Kiew – Vitali Klitschko, Bürgermeister von Kiew, hat als Schwergewichtsboxer schon einige harte Kämpfe hinter sich. Jetzt droht ihm der Kampf seines Lebens, wenn Russland im Winter seine Stadt angreift. Russland „will die Ukraine ohne Ukrainer“, sagte er Politico. Seine Landsleute müssten jetzt Widerstand leisten. „Sie wollen uns einfrieren, unseren Strom, unsere Heizung und unsere Generatoren zerstören“, so der Politiker.

„Sie tun alles, um die Ukrainer zu vertreiben, aber dies [sind] unsere Häuser, unsere Städte, und wir wollen nicht weg“, fügte er hinzu. Im schlimmsten Fall, wenn die ukrainische Hauptstadt aufgrund russischer Luftangriffe auf das Stromnetz ohne Heizung dasteht und „wenn wir kein Wasser und keinen Strom liefern können“, dann „werde ich die Menschen bitten, die Möglichkeit zu prüfen, in Häuser in Dörfern und Bezirken rund um Kiew zu ziehen, wo sie Wasser und Wärme haben“, sagte er.

Ukraine-Krieg: Das ist Klitschkos Worst-Case-Szenario für Kiew

Das ist Klitschkos Worst-Case-Szenario, und er appelliert an die Einwohner der Stadt, dass sie, wenn sie die Stadt nicht verlassen wollen, „vorbereitet sein müssen“ und sicherstellen müssen, dass sie genügend Trinkwasser und Batterien zum Aufladen von Mobiltelefonen und anderen elektrischen Geräten vorrätig haben.

Klitschko erläuterte seine Winterpläne in seinem Büro neun Stockwerke über dem Chreschtschatyk, der Hauptstraße von Kiew, wo er sich vor acht Jahren an den sogenannten Maidan-Protesten beteiligte, die zum Sturz von Viktor Janukowitsch, Moskaus Satrap in der Ukraine, führten. „Das war eine andere Welt“, sagte er.

Kiews Bürgermeister Vitali Klitschko spricht zu Reportern vor einem Gebäude in der ukrainischen Hauptstadt, das bei einem russischen Drohnenangriff am 17. Oktober 2022 beschädigt wurde.
Kiews Bürgermeister Vitali Klitschko spricht zu Reportern vor einem Gebäude in der ukrainischen Hauptstadt, das bei einem russischen Drohnenangriff am 17. Oktober 2022 beschädigt wurde. © IMAGO / Kyodo News

Klitschko kämpft um Kiew

Klitschko, in Tarngrün gekleidet und in einer Ecke seines Büros voller Boxer-Erinnerungsstücke und Modelle für künftige Bauprojekte der Stadt stehend, sagte, dass Kiew tausend Zentren - hauptsächlich Schulen und Vorschulen - vorbereitet hat, um die Menschen in Kiew für die schlimmsten Zeiten zu schützen.
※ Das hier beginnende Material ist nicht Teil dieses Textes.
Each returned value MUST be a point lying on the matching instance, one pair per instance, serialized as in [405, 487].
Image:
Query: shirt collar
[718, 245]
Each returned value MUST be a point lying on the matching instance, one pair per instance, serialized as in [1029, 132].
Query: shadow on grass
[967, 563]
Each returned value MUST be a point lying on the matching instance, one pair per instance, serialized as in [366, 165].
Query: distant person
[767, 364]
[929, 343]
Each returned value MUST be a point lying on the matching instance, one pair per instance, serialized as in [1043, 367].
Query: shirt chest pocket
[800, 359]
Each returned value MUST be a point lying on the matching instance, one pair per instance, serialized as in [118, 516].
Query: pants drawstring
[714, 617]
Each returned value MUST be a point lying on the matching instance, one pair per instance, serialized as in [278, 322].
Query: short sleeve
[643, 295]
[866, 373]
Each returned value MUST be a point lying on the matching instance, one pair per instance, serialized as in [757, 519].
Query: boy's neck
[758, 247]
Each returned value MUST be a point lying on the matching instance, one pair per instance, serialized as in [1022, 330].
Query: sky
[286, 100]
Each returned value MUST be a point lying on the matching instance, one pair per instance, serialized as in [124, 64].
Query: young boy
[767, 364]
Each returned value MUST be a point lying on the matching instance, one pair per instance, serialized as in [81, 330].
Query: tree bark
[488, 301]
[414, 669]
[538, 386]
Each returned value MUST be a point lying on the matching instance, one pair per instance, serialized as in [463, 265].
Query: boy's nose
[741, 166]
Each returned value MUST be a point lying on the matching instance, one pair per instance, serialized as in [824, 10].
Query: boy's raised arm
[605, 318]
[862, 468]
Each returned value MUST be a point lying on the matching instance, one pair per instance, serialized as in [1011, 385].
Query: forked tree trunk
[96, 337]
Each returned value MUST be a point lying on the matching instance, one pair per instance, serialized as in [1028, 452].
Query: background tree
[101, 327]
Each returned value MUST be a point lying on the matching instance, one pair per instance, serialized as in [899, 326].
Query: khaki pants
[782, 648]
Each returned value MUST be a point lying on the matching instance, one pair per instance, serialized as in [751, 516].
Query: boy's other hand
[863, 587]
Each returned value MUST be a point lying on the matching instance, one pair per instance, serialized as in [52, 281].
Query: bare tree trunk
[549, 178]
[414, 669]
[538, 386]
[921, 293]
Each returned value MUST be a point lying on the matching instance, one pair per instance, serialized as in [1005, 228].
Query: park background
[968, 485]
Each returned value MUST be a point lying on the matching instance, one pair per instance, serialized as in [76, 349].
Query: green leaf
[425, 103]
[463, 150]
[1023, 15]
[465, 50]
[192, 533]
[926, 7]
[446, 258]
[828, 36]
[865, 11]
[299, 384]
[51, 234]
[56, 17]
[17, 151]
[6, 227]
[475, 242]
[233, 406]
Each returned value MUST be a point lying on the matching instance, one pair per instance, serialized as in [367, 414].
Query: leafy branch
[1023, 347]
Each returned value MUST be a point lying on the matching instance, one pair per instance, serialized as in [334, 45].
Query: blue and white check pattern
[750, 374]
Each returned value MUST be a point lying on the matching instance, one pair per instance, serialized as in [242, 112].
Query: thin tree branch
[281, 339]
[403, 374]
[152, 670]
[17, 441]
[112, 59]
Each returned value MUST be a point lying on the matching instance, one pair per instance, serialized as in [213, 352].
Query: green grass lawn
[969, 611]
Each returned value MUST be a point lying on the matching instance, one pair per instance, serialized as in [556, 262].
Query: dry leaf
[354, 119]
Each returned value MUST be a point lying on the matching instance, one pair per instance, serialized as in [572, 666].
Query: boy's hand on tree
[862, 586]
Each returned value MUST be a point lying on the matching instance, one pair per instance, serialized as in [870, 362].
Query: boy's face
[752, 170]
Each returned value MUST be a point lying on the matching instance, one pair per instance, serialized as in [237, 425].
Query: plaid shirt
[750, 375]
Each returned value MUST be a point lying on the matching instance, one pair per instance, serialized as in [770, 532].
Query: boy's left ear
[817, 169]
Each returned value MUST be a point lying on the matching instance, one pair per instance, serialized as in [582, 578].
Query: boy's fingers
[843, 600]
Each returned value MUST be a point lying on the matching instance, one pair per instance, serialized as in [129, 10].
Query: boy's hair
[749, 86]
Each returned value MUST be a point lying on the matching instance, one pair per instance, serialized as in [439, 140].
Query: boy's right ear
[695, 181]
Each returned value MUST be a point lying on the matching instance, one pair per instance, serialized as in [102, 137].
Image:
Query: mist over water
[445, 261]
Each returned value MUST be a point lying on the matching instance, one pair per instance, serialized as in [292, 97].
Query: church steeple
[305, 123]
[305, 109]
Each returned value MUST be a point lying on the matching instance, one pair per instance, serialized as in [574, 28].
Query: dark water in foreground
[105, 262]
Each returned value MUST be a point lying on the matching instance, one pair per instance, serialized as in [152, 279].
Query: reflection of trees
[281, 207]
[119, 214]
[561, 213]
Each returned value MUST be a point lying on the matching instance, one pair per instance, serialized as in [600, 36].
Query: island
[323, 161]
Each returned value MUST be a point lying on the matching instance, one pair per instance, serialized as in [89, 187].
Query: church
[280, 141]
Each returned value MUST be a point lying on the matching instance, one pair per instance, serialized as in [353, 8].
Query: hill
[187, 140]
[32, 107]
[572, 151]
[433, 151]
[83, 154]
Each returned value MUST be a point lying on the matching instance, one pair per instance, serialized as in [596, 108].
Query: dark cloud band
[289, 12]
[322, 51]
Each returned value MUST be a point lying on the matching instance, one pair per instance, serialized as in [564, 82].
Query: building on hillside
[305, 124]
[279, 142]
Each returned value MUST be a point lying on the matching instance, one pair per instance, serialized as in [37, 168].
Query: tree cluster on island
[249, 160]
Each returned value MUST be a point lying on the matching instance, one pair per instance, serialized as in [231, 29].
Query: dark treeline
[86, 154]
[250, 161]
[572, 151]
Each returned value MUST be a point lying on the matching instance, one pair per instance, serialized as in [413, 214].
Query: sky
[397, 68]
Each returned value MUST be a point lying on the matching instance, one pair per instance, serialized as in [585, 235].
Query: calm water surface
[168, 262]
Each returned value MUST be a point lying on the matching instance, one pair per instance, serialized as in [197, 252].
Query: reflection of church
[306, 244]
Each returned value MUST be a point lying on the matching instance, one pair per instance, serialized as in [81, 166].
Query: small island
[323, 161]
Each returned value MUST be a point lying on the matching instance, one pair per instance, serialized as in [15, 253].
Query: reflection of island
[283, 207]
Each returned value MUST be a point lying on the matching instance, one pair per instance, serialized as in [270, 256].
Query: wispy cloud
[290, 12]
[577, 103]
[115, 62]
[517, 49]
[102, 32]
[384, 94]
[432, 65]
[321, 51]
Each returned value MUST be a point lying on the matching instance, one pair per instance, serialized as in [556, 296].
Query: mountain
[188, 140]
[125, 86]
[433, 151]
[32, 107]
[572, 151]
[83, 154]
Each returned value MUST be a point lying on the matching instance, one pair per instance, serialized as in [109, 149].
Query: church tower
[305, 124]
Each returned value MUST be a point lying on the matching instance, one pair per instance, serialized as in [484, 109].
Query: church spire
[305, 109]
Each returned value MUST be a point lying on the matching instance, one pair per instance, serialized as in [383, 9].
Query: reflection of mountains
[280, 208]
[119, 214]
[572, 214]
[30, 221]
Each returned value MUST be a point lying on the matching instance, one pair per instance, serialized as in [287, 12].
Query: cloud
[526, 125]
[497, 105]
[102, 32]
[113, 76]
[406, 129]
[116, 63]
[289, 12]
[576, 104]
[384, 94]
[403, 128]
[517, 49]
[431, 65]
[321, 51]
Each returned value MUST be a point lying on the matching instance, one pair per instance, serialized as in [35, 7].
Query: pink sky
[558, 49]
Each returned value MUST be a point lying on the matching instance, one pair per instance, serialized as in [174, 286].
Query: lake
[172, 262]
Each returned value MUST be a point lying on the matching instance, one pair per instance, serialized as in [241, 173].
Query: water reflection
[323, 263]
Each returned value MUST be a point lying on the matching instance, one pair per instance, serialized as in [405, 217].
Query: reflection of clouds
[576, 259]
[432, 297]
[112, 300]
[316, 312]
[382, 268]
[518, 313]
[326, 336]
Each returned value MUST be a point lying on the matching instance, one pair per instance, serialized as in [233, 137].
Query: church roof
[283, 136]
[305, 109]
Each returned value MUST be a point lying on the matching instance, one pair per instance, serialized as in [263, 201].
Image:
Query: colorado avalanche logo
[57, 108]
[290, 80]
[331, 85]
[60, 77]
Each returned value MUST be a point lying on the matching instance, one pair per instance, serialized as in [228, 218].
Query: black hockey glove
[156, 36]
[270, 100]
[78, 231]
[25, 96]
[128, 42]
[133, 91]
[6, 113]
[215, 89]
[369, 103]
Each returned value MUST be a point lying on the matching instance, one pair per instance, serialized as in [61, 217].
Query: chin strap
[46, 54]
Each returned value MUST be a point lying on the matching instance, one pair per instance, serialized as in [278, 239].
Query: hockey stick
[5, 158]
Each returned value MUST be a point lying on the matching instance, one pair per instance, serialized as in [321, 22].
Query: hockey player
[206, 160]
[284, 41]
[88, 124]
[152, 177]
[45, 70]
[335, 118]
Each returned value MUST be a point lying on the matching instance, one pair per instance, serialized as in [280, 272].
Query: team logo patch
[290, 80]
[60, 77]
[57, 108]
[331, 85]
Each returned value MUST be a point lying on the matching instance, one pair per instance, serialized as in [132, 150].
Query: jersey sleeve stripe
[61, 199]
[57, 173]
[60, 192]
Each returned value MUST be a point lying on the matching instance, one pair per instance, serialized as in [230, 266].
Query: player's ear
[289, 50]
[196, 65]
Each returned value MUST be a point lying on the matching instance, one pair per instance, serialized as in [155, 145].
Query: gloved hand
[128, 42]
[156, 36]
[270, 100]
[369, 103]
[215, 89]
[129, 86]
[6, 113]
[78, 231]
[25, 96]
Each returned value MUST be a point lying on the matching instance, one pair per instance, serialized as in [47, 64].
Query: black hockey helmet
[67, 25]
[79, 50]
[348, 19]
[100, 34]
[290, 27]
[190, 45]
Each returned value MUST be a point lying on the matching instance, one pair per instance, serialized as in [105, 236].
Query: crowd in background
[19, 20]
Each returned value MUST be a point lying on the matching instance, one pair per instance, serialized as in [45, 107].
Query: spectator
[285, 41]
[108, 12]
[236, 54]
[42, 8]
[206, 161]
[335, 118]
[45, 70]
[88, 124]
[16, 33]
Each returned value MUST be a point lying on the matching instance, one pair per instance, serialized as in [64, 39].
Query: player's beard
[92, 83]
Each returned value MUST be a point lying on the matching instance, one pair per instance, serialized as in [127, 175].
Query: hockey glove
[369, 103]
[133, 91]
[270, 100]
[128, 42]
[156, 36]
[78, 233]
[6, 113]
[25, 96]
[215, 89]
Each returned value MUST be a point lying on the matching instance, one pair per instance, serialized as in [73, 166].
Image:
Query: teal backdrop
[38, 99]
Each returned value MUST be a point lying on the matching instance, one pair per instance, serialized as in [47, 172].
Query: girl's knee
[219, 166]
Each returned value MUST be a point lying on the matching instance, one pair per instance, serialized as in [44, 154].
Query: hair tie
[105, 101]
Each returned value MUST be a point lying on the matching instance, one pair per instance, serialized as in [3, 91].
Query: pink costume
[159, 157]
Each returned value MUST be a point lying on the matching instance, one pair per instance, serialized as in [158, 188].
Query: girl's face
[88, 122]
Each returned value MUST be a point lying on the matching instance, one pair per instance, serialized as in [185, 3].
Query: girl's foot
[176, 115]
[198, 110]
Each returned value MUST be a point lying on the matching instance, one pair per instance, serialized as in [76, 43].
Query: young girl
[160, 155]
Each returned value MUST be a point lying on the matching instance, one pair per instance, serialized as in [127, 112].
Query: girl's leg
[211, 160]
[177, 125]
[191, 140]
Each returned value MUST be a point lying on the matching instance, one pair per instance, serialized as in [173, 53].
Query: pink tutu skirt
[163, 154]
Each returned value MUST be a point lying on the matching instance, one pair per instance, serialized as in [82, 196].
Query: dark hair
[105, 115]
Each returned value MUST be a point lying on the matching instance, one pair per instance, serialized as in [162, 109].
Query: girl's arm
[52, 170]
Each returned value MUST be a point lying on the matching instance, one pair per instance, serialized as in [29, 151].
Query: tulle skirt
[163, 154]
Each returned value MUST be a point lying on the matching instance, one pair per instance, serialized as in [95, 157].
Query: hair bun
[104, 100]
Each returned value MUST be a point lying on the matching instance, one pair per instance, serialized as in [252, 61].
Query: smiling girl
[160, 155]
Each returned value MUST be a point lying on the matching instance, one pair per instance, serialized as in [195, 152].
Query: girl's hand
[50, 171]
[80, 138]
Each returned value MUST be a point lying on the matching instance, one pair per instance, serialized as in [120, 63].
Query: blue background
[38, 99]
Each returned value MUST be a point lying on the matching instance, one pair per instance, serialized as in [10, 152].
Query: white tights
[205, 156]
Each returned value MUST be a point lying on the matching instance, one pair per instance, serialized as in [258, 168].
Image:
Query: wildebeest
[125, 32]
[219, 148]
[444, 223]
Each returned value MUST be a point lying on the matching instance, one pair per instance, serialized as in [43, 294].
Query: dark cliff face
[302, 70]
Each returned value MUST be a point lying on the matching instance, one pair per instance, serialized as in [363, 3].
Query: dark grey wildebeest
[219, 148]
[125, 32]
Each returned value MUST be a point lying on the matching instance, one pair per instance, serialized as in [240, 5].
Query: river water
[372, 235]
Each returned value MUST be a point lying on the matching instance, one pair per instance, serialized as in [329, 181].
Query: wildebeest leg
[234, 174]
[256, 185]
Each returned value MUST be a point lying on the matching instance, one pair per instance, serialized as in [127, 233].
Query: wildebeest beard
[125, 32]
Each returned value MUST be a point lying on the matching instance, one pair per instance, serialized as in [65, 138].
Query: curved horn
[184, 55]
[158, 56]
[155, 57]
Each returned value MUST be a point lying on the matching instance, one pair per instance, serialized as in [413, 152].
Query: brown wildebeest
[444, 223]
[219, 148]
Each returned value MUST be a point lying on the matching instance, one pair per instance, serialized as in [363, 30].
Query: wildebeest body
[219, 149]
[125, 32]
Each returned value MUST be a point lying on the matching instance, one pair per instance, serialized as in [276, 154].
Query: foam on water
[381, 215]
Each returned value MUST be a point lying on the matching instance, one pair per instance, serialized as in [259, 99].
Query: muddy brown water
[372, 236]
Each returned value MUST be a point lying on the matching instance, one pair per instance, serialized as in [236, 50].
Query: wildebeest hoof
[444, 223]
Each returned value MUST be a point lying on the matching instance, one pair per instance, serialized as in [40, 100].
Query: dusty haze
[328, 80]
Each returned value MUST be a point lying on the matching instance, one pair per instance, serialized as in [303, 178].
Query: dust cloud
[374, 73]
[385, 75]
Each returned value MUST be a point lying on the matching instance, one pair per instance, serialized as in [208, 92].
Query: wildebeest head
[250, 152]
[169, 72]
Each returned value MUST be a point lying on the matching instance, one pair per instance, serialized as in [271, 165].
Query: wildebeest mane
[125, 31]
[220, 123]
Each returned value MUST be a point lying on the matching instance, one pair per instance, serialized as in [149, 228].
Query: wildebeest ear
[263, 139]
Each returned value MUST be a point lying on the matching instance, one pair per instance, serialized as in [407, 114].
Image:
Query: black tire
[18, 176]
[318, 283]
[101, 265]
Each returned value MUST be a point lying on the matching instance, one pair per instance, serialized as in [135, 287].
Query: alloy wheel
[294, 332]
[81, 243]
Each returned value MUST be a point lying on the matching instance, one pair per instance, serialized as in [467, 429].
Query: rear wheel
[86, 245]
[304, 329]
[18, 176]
Es wurden Holzöfen und Generatoren gekauft, um die Unterkünfte zu beheizen, obwohl die Schulen ausgewählt wurden, weil einige bereits über unabhängige Wärmequellen verfügen.

Außerdem werden Lebensmittel, Wasser und medizinische Vorräte gelagert. Die Stadt hat durch die russischen Raketenangriffe bereits etwa die Hälfte ihrer Energiekapazität verloren, und in den Bezirken kommt es immer wieder zu vorprogrammierten Stromausfällen. In den meisten Gebieten gibt es keine Straßenbeleuchtung - ein Teil der Bemühungen, den Energiebedarf zu senken. (mse)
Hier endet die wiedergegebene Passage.